Çocukların beslenme konusundaki seçimlerini, ailenin beslenme modelleri belirler. Örneğin, anne-baba sebze sevmiyorsa, çocuğun sebze yemesini beklemek gerçekçi olmaz.
Çocuklar okul ortamında birbirlerinin besin ya da yemek tercihlerinden etkilenirler. Örneğin, arkadaşları arasında popüler olan bir çocuğun yaptığı yemek tercihi, diğerlerini yönlendirmede etkili olabilir.

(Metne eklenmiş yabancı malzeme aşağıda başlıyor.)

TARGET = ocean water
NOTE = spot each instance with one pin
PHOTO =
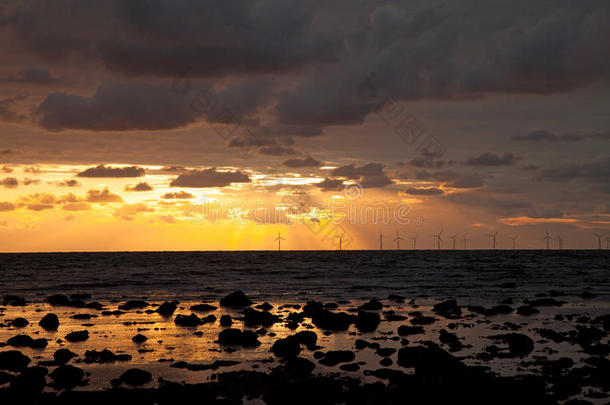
(475, 276)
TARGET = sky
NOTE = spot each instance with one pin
(205, 125)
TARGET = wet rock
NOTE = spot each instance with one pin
(518, 345)
(334, 357)
(367, 321)
(226, 320)
(78, 336)
(104, 356)
(49, 322)
(287, 347)
(30, 380)
(67, 377)
(14, 300)
(372, 305)
(167, 308)
(188, 320)
(139, 338)
(236, 299)
(136, 377)
(236, 337)
(449, 309)
(203, 308)
(133, 304)
(13, 360)
(405, 330)
(265, 306)
(19, 323)
(63, 356)
(252, 317)
(27, 341)
(526, 310)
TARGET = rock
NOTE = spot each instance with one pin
(188, 320)
(49, 322)
(526, 310)
(136, 377)
(265, 306)
(14, 300)
(236, 337)
(139, 338)
(104, 356)
(252, 317)
(288, 347)
(367, 321)
(372, 305)
(298, 366)
(78, 336)
(236, 299)
(67, 377)
(31, 380)
(19, 323)
(63, 356)
(133, 304)
(203, 308)
(27, 341)
(167, 308)
(226, 320)
(405, 330)
(518, 345)
(13, 360)
(449, 309)
(334, 357)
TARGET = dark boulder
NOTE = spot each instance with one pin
(136, 377)
(236, 299)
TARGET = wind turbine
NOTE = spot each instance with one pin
(438, 239)
(397, 240)
(560, 241)
(279, 240)
(340, 240)
(599, 239)
(453, 237)
(414, 239)
(493, 236)
(548, 240)
(464, 240)
(514, 239)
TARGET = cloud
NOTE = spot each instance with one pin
(102, 196)
(306, 162)
(180, 195)
(9, 182)
(77, 206)
(209, 178)
(491, 159)
(6, 206)
(139, 187)
(424, 191)
(128, 212)
(330, 184)
(108, 171)
(277, 150)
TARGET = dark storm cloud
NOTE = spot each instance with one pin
(306, 162)
(330, 184)
(164, 38)
(209, 178)
(277, 150)
(491, 159)
(594, 172)
(139, 187)
(424, 191)
(109, 171)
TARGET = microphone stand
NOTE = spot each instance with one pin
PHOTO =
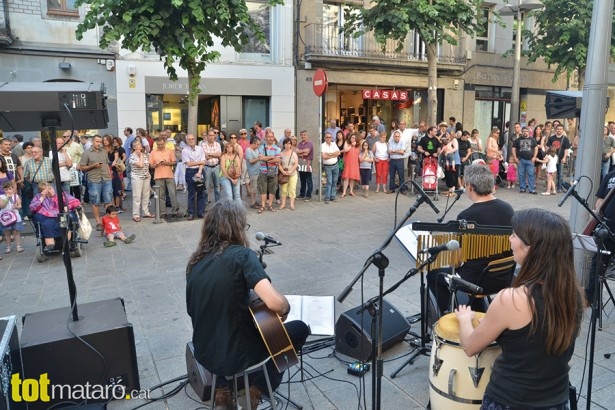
(601, 232)
(381, 262)
(449, 208)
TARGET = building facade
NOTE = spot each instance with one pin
(474, 80)
(38, 44)
(257, 84)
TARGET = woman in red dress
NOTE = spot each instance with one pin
(351, 172)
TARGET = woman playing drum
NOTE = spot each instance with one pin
(535, 322)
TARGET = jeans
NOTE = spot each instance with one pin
(230, 190)
(606, 165)
(140, 196)
(167, 187)
(213, 175)
(396, 166)
(526, 168)
(192, 192)
(307, 185)
(333, 172)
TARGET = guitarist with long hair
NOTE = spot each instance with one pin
(220, 275)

Çocukların beslenme alışkanlılarında, yemek tercihlerinde ya da yeni bir yemeği denemelerinde etkili olan diğer kişi ya da kişiler öğretmenlerdir. Öğretmenler ilkokul
3. bazen 4. sınıfa kadar, öğrencileri yönlendirmede, etkilemede önemli rol oynar. Bundan sonraki dönemlerde çocuklar, birçok konuda olduğu gibi, beslenme konusunda da bağımsız olmak isterler. Ancak o zamana kadar, hiç değilse öğretmenleri sayesinde, bazı yemekleri keşfetmişi tadını öğrenmiş olurlar.
Sürekli kantinden beslenen öğrencilerin, ne yazık ki yağ, şeker, tuz ve katkı maddelerinden zengin, vitamin, mineral ve liften fakir bir beslenme alışkanlıkları olur. Böyle bir beslenme alışkanlığı ise kronik hastalıklar için risk faktörü oluşturur.
Ülkemizde az olmakla birlikte, okullarda bulunan içecek otomatları çocukların meşrubatlara ulaşımını kolaylaştırıp tüketimini arttırıyor. Ergenlikte artan kalsiyum gereksinimine karşılık bu tür içeceklerin kolay erişilebilirliği gençlerde kalsiyum yetersizliğine neden oluyor.
Okul çevresinde satılan besinler de çocukların beslenmesini olumsuz etkiler. Bu yiyeceklerin hazırlanma ve satılma koşulları çoğunlukla hijyen kurallarına aykırıdır.